Christian and Muslim clergy joined Friday’s service at the Central Synagogue in solidarity, hand in hand and swaying with Buchdal and Mayor Eric Adams as the congregation sang a thanksgiving song.
“We are once again facing the horror of everything that is happening in our city and country,” Adams said, recalling how New Yorkers came to their senses after the September 11 attacks. “In New York, it’s our responsibility to stand up again to make sure people know we’re resilient, we’re loving, we’re kind.”
In Pittsburgh, Rabbi Geoffrey Myers of the Tree of Life Congregation was equally defiant. On October 27, 2018, a gunman killed 11 worshipers from three congregations who had gathered at the Tree of Life synagogue in what authorities say was the deadliest anti-Semitic hate crime in U.S. history.
“I, for one, did not survive October 27 to be a professional victim for the rest of my life,” Myers said, adding that the response to anti-Semites is a deeper involvement in Jewish practice.
“We cannot allow terrorists to determine our Jewish identity,” he said at a Friday night service. “We stopped the alleged shooter at the Tree of Life from doing that, and we won’t let the Texas hostage taker do that.”
Authorities say Malik Faisal Akram, a British citizen, took hostage four people who were at the Beth Israel congregation last Saturday. He demanded the release of Aafia Siddiqi, a Pakistani neuroscientist convicted of attempting to kill American soldiers in Afghanistan and serving a long prison term in Fort Worth, 15 miles (23 km) southwest of Colleyville.
The hostages said that Akram cited anti-Semitic stereotypes, believing Jews could have power over President Joe Biden to free Siddiqi.
The siege ended after the last hostage ran out of the synagogue and an FBI SWAT team stormed in. Akram was killed with multiple gunshot wounds. The Tarrant County Medical Examiner ruled it was homicide, which under Texas law indicates that one person was murdered by another, but does not necessarily mean that the murder was a crime.

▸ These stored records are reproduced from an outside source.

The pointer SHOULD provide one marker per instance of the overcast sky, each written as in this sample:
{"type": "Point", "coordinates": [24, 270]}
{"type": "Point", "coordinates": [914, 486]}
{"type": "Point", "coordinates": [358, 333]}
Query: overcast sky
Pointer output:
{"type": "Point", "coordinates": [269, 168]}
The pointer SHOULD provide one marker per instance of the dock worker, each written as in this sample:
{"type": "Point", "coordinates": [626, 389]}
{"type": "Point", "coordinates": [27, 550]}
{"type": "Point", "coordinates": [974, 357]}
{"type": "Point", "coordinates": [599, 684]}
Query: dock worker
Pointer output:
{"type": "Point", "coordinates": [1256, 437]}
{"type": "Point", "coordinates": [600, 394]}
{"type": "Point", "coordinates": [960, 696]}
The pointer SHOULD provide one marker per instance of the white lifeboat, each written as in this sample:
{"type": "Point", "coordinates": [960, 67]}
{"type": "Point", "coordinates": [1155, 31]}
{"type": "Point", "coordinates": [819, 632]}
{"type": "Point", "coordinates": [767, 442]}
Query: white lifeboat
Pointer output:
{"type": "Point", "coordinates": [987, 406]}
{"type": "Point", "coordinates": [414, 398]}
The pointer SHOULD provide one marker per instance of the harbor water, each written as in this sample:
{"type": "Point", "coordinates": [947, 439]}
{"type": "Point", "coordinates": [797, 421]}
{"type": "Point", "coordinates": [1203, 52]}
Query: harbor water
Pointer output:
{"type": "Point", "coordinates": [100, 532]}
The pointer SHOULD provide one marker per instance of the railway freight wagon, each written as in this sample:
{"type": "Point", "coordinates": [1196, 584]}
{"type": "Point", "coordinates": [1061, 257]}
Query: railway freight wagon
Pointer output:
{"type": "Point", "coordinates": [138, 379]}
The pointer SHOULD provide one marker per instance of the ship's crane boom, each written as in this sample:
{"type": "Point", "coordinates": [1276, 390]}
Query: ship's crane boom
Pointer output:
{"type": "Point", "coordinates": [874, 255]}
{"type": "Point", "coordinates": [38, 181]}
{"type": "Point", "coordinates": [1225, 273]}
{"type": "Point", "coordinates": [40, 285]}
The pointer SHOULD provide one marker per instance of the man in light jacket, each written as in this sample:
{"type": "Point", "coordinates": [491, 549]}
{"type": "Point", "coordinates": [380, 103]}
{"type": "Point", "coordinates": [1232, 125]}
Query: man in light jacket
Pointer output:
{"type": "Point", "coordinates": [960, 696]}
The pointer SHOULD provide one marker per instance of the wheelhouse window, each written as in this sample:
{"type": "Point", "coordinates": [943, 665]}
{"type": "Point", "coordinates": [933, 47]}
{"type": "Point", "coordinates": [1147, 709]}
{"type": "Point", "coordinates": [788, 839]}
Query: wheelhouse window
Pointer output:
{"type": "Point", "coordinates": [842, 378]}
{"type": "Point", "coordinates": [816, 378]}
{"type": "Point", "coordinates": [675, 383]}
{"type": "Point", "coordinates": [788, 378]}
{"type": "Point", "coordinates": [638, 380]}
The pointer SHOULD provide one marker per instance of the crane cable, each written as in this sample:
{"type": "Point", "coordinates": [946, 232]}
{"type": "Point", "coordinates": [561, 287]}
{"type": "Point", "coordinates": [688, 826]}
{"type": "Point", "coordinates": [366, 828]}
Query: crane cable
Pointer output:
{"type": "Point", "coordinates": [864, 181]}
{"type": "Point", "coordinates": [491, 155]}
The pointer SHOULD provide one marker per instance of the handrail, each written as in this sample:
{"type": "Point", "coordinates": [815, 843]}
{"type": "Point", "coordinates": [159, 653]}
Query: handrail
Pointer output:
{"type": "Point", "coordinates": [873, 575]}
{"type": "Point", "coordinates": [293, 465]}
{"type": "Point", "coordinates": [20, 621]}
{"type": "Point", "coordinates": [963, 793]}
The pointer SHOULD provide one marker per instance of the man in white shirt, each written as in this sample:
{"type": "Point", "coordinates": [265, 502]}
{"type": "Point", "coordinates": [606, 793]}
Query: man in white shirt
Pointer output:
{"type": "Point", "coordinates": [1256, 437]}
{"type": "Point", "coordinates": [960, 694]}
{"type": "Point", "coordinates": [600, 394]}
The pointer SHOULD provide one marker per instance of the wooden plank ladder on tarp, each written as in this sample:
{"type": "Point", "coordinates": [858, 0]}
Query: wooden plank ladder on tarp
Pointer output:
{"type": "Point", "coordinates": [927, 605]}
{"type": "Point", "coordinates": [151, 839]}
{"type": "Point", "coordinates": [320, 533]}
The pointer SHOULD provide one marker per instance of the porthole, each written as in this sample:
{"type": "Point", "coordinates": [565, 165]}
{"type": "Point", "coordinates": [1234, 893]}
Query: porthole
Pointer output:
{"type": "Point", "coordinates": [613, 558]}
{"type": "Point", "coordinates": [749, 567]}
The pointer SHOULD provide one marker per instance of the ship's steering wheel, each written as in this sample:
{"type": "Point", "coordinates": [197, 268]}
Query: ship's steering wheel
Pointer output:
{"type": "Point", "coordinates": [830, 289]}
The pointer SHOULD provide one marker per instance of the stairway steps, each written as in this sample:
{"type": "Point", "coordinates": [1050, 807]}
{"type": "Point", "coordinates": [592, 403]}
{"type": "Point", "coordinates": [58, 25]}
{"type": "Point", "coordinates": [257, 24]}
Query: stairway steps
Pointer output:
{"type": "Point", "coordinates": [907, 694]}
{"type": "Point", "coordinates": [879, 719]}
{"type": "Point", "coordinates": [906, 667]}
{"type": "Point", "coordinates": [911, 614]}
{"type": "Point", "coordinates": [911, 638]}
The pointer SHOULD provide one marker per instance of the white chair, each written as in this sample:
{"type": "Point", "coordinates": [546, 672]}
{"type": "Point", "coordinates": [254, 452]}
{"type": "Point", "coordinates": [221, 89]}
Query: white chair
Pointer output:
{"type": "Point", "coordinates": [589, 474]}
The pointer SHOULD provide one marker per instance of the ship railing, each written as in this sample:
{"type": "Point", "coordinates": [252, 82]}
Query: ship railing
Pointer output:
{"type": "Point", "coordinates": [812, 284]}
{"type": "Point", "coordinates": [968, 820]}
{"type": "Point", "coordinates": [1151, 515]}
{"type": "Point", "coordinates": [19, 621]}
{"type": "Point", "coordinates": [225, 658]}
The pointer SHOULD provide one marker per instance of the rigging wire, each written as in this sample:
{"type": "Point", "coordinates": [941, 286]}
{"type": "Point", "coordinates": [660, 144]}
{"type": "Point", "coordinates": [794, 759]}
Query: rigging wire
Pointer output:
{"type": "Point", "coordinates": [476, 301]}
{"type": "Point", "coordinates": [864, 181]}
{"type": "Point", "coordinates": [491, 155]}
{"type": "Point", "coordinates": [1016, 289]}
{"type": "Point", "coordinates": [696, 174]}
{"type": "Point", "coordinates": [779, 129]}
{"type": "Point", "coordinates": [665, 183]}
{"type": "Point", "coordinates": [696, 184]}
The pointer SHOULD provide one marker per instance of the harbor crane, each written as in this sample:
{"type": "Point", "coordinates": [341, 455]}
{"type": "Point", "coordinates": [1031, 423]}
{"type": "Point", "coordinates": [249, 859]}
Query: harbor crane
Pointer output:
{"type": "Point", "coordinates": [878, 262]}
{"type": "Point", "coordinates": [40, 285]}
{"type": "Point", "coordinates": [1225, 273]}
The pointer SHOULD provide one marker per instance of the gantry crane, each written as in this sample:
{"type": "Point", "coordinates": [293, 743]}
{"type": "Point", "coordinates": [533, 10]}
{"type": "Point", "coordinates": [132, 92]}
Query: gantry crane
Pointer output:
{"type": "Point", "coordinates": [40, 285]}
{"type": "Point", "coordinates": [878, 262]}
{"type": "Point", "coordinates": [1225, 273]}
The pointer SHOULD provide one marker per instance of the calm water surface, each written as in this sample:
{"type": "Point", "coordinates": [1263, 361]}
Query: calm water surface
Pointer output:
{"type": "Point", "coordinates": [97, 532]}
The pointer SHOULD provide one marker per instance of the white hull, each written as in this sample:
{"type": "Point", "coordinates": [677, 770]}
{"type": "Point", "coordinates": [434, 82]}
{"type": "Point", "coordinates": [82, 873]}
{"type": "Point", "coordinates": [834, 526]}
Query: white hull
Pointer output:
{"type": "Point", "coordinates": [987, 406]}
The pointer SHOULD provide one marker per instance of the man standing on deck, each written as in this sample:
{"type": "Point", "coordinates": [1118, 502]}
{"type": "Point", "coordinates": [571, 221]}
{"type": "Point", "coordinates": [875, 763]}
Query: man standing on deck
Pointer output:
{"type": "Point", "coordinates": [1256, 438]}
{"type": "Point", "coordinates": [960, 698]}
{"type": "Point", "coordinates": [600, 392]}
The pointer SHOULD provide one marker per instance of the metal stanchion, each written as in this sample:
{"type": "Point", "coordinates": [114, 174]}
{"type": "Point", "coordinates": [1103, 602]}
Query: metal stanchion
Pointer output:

Beth Israel services were held elsewhere this weekend because the investigation at the synagogue is ongoing. Presence was limited to members. The parishioners used the same portable Torah-scroll ark used before the congregation built its own building.
Many Jewish leaders said the hostage standoff was an example of a larger increase in anti-Semitic activities. The Anti-Defamation League says such incidents have peaked since they were tracked decades ago.

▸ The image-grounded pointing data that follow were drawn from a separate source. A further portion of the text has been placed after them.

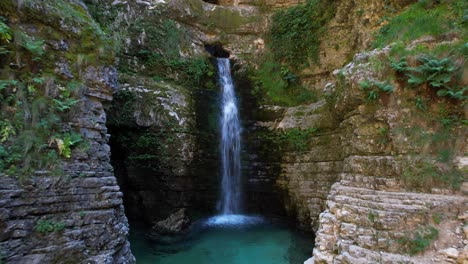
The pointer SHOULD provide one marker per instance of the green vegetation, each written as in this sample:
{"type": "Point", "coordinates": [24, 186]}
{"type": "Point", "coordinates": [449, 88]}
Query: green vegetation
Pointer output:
{"type": "Point", "coordinates": [437, 218]}
{"type": "Point", "coordinates": [48, 226]}
{"type": "Point", "coordinates": [373, 88]}
{"type": "Point", "coordinates": [417, 241]}
{"type": "Point", "coordinates": [294, 36]}
{"type": "Point", "coordinates": [293, 42]}
{"type": "Point", "coordinates": [37, 103]}
{"type": "Point", "coordinates": [426, 17]}
{"type": "Point", "coordinates": [441, 75]}
{"type": "Point", "coordinates": [295, 139]}
{"type": "Point", "coordinates": [278, 85]}
{"type": "Point", "coordinates": [160, 54]}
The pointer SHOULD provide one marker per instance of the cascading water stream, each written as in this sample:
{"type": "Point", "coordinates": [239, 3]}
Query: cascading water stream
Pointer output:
{"type": "Point", "coordinates": [230, 143]}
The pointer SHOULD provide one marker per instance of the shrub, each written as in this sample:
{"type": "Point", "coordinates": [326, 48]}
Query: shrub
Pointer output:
{"type": "Point", "coordinates": [48, 226]}
{"type": "Point", "coordinates": [294, 35]}
{"type": "Point", "coordinates": [424, 18]}
{"type": "Point", "coordinates": [278, 85]}
{"type": "Point", "coordinates": [373, 88]}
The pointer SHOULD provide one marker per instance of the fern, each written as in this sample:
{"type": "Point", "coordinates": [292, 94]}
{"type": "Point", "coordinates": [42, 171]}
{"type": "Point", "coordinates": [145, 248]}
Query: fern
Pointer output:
{"type": "Point", "coordinates": [399, 66]}
{"type": "Point", "coordinates": [66, 104]}
{"type": "Point", "coordinates": [452, 93]}
{"type": "Point", "coordinates": [437, 73]}
{"type": "Point", "coordinates": [5, 33]}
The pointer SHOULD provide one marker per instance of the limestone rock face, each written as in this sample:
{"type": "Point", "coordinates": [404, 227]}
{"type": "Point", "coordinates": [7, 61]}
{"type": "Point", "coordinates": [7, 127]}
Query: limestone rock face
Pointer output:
{"type": "Point", "coordinates": [374, 210]}
{"type": "Point", "coordinates": [76, 216]}
{"type": "Point", "coordinates": [176, 223]}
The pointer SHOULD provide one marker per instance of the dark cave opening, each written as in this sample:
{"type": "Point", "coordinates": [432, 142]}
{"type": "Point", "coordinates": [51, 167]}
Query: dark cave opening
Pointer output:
{"type": "Point", "coordinates": [217, 50]}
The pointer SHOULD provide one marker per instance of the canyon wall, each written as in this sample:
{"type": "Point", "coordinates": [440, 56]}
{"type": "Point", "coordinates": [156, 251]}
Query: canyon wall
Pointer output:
{"type": "Point", "coordinates": [70, 210]}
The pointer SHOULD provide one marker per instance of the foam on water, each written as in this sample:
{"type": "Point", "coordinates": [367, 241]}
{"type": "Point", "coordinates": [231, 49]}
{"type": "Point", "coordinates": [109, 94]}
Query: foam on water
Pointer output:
{"type": "Point", "coordinates": [234, 220]}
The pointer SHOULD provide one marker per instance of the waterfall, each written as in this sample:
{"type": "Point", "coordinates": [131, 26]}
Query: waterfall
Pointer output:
{"type": "Point", "coordinates": [230, 143]}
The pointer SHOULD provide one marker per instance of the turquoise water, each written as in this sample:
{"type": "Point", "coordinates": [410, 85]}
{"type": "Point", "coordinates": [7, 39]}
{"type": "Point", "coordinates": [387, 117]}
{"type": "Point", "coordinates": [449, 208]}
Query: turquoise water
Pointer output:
{"type": "Point", "coordinates": [258, 243]}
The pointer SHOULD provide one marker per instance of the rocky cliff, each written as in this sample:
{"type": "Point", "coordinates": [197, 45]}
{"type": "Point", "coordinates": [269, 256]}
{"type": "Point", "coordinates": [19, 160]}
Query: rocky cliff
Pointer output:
{"type": "Point", "coordinates": [60, 202]}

Anna Eisen, Salton’s daughter, said that with the support of local police and the FBI, she “felt more secure in my community and in my country,” but it was also important to confront anti-Semitism.

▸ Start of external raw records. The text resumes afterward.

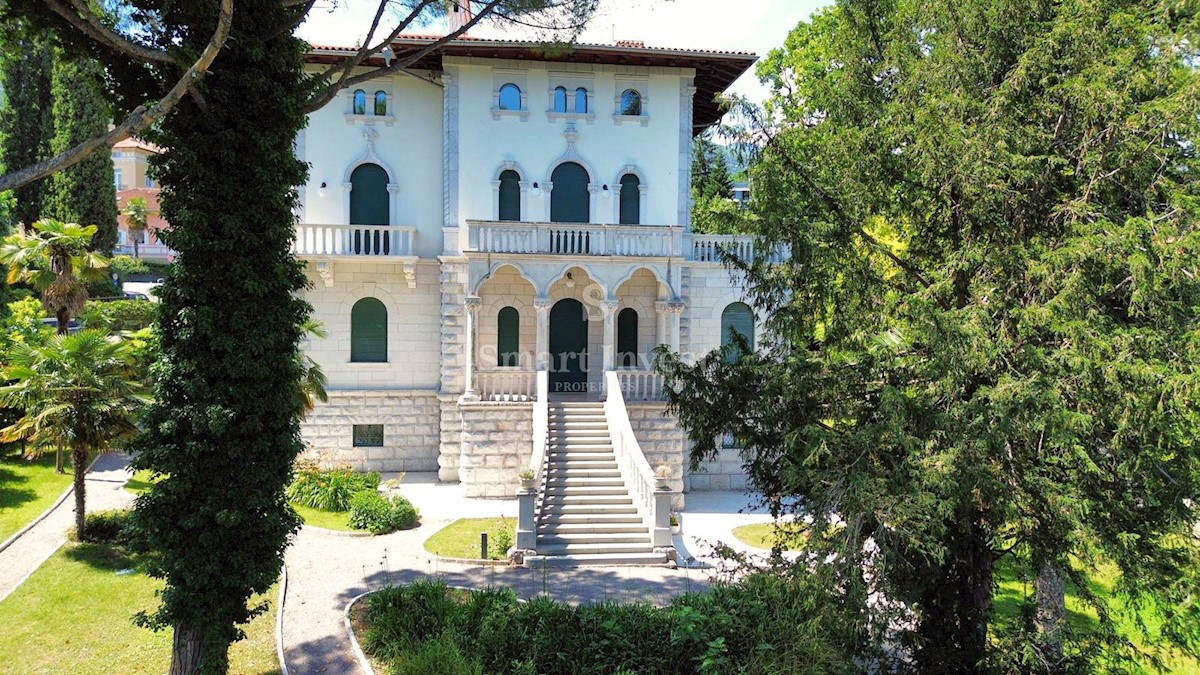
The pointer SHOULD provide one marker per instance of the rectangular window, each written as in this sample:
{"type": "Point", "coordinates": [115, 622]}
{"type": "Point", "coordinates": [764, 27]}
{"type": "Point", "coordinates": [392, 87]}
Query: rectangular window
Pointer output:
{"type": "Point", "coordinates": [369, 435]}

Eisen, co-author of books about the Holocaust, her father’s experience and herself as the daughter of Holocaust survivors, said that synagogues in Nazi-controlled Europe “were attacked and people were attacked and killed because of the same hatred” shown in the past. Saturday hostage-taker.
Salton added: “This is nothing new to me. I hate anti-Semitism. I don’t understand why people treat us like that.”
At the same time, having survived the Holocaust and more, she declared that she was ready to celebrate her centenary.
“I would really like to be 18, but since I am 100 years old, I am grateful that I lived to be 100,” she said.